Star suggested I say the prayer for finding a lost object. Since none of us knew it, we called her daughter, Rivka, who had me repeat after her and then told me to give tzedeka. Ironic, isn’t it? Trying to give tzedeka was just how I discovered my loss...and of course, now I had no money. So, Star gave me 20 shekels and, since I decided to go home and call the credit card companies, bus fare, too. As I was saying good-bye to my friends, we spotted a pretty bedraggled, lethargic man shuffling past us holding an old plastic cup containing only a few agarot (less than a shekel). From behind, I dropped the 20 shekel bill in his cup. He stopped in his tracks to stare at it, then look around in disbelief. Maybe his day was beginning to go better than mine.

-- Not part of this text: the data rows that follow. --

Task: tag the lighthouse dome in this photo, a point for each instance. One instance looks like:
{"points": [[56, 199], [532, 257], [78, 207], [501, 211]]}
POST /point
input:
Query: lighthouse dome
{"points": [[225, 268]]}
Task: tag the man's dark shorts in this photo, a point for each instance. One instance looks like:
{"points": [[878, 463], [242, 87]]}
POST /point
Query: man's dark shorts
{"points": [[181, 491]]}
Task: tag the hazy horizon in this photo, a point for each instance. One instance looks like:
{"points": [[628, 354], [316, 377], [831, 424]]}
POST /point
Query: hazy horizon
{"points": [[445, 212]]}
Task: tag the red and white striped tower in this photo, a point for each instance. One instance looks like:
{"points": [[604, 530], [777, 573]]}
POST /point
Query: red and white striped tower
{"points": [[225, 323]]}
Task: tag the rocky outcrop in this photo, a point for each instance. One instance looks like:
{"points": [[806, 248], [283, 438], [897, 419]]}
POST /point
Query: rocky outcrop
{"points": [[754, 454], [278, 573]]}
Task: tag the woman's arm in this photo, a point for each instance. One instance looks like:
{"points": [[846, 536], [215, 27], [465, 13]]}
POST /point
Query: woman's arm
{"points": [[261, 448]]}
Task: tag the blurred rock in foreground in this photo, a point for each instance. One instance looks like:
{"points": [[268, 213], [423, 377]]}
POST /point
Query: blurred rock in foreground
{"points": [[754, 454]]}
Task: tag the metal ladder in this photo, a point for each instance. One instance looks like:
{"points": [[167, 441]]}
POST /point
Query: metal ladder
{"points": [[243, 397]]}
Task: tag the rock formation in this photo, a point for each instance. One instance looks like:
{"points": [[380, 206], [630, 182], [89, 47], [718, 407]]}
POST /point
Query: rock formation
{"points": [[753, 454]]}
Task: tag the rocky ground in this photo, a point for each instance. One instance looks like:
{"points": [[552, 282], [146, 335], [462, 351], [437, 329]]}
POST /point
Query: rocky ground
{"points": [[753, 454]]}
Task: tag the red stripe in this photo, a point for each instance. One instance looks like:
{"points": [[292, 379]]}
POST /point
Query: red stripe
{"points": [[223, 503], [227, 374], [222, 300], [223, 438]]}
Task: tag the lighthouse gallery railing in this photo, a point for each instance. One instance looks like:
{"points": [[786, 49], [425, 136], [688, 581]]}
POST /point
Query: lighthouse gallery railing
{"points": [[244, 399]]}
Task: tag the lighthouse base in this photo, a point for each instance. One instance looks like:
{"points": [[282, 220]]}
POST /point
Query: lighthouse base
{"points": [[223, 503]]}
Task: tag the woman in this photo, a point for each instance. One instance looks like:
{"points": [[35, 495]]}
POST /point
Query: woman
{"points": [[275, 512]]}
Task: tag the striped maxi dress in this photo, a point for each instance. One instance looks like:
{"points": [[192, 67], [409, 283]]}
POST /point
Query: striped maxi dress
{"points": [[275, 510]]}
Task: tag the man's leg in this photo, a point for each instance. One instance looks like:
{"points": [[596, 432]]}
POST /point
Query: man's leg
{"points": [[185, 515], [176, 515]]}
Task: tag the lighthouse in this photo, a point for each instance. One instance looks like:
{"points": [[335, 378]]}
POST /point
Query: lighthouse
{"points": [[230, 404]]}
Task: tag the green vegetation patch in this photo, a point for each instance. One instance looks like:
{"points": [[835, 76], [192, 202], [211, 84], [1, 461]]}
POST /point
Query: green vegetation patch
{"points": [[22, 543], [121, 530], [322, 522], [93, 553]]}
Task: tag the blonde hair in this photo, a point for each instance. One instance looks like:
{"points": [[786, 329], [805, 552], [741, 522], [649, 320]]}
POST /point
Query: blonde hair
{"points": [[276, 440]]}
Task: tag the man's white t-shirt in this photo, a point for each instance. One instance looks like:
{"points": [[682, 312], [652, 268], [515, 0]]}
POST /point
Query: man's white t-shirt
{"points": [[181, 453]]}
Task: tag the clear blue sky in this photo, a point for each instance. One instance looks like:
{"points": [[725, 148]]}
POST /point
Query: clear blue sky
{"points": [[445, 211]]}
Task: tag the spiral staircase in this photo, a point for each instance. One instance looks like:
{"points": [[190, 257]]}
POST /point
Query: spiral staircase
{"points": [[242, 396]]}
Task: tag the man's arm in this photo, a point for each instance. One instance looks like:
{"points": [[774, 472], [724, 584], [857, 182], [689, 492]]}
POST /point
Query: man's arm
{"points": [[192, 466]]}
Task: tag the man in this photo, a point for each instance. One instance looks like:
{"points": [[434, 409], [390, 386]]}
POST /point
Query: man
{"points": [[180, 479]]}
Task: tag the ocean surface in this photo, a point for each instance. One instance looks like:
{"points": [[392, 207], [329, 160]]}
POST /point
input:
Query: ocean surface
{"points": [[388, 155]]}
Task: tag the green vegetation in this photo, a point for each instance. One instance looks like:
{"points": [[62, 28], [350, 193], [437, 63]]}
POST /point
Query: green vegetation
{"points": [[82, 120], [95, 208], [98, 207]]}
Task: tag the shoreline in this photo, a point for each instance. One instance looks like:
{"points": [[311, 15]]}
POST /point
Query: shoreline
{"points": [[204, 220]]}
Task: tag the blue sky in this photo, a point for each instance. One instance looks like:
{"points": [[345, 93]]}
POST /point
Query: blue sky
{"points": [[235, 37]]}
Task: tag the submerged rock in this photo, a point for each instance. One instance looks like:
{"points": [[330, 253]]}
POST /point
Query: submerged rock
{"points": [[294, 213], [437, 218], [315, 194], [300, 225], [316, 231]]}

I found my rose colored glasses and went out into the sun. The bus stop was all downhill and the way was shady. I passed one of the Chassidic translators on the way and she wished me bracha and hatzlacha (blessing and that things should go well). The 38 bus to the Rova pulled up as soon as I got to the stand. The bus driver looked confused when I paid for my fare. He recognized me, knew I had a chofshi, monthly bus pass, and looked mildly sympathetic when I told him what happened. That was the most emotion I had ever seen from him. Can you imagine driving the same 30 minute route through some of the most congested traffic in the world for 8 hours a day? But the zechus of driving all day in Jerusalem, Ir haKodesh!
Canceling credit cards is a breeze with internet and a VOIP line. I had already spent a lot of the cash in the purse for the vegetables I needed. I did loose my chofshi for July and had to buy a punch card called cartisia. May the loss be for a kappara. The new credit cards came in the mail to our US address and kind people will bring them when they come. It was a inconvenience, and it was annoying. But I was careless. I was warned that pickpockets stroll the shuk ,and I wore a bag that was a temptation to someone so inclined.
Israel is what it is, the good and the not so good. But there is so much good. Our cup is not just half full, it overflows with the bracha that our generation is zoche, merits, to be the one in which Jews can come home to Yerushalyim. Today is Rosh Chodesh Elul and the streets overflow with Jews coming to pray at the Kotel as they begin to do tshuva in anticipation of the coming Days of Awe. K’lal Yisrael overflows with so many good people who care about each other, that we-as Rabbi Kalman Rosenbaum says-”can’t let the perfect ruin the good.”
So, come home soon. And we will meet you in Yerushalyim with a dozen rose-colored glasses. You are going to need them.